CITIES A LIVING LESSON
MAYOR CALLS FOR END TO ATOMIC WEAPONS
HIROSHIMA marked yesterday’s 74th anniversary of the atomic bombing of the city with its mayor renewing calls to eliminate such weapons and demanding Japan’s government do more.
Mayor Kazumi Matsui raised concerns in his peace address about the rise of selfcentred politics and urged leaders to work toward achieving a world without atomic weapons.
“Around the world today, we see self-centred nationalism in ascendance, tensions heightened by international exclusivity and rivalry, with nuclear disarmament at a standstill,” Mr Matsui said.
The US attack on Hiroshima on August 6, 1945, killed 140,000 people.

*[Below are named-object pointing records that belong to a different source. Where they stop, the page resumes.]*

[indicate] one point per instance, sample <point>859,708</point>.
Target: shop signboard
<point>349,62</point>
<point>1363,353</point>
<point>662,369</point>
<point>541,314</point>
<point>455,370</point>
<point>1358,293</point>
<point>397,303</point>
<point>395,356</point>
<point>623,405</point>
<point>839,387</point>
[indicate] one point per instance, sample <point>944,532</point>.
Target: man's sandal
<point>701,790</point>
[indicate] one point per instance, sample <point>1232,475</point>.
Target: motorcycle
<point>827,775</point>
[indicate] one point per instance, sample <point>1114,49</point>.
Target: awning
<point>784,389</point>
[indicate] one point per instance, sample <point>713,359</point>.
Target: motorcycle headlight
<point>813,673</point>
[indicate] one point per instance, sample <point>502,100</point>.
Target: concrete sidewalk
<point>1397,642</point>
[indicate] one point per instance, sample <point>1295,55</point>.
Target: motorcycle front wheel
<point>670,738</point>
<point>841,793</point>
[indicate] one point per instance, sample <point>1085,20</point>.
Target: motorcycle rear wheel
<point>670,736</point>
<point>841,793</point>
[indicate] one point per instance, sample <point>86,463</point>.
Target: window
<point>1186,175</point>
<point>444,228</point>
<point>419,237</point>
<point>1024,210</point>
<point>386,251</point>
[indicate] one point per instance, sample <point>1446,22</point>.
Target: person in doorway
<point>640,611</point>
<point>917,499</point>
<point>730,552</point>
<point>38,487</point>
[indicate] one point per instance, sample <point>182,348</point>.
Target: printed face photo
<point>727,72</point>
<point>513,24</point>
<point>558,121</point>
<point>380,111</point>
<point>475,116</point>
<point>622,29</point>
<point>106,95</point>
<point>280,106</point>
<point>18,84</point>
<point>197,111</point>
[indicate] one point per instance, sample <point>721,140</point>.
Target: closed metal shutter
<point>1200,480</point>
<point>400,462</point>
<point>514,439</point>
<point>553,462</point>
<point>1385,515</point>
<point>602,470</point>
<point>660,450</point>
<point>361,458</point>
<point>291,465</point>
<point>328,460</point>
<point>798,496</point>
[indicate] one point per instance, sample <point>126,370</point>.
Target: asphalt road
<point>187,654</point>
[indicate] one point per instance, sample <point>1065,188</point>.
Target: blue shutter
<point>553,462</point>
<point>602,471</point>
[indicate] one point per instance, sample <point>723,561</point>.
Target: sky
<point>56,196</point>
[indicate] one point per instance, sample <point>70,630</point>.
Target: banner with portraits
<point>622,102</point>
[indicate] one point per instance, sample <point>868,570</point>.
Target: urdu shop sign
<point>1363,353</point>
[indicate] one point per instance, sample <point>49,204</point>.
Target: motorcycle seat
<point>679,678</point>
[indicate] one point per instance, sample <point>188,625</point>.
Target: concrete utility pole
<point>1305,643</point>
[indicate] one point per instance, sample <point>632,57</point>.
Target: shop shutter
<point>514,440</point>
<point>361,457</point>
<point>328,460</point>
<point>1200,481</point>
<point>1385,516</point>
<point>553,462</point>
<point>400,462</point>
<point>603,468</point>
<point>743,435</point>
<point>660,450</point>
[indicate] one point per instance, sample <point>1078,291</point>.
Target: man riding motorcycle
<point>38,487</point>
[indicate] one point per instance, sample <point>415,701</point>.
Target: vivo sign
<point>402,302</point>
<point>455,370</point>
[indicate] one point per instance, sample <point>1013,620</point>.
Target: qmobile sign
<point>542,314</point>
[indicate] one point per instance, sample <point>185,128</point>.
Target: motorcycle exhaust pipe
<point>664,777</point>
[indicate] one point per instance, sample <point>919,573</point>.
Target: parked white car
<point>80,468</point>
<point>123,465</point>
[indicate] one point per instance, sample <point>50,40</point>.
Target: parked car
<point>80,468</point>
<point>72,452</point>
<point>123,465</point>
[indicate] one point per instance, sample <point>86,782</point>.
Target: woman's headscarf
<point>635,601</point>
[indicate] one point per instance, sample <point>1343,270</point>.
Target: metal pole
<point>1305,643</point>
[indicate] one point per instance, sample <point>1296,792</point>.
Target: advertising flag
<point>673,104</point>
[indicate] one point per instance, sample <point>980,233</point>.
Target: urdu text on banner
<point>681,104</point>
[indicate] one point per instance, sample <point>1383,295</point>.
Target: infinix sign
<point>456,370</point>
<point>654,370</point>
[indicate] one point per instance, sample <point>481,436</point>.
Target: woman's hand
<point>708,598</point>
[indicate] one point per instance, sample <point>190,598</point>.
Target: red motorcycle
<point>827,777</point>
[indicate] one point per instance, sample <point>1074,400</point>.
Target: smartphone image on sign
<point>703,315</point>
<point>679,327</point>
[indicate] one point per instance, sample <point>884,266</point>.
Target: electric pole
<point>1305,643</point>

A bomb dropped three days later on Nagasaki killed another 70,000 people before Japan’s surrender ended World War II.
Mr Matsui urged the younger generations never to dismiss the atomic bombings and the war as mere events of history, but think of them as their own, while calling on world leaders to visit the nuclear bombed cities to learn what happened.
He also demanded Japan’s government represent the wills of atomic bombing survivors and sign a United Nations nuclear weapons ban treaty.
Japan, which hosts 50,000 American troops and is protected by the US nuclear umbrella, has not signed the Treaty on the Prohibition of Nuclear Weapons, an inaction atomic bombing survivors and pacifist groups protest as insincere.
Prime Minister Shinzo Abe acknowledged widening differences between nuclear and non-nuclear states.
“Japan is committed to serve as a bridge between nuclear and non-nuclear states and lead the international effort, while patiently trying to convince them to co-operate and have a dialogue,” Mr Abe said.
He vowed to maintain Japan’s pacifist and nuclear nuclear-free principles, but did not promise signing the treaty.
Survivors of the Hiroshima bombing, their relatives and other participants marked the 8.15am blast with a minute of silence.
The Hiroshima anniversary ceremony came hours after North Korea launched suspected ballistic missiles in its fourth round of recent weapons demonstrations.
The activity follows a stalemate in negotiations over its nuclear weapons.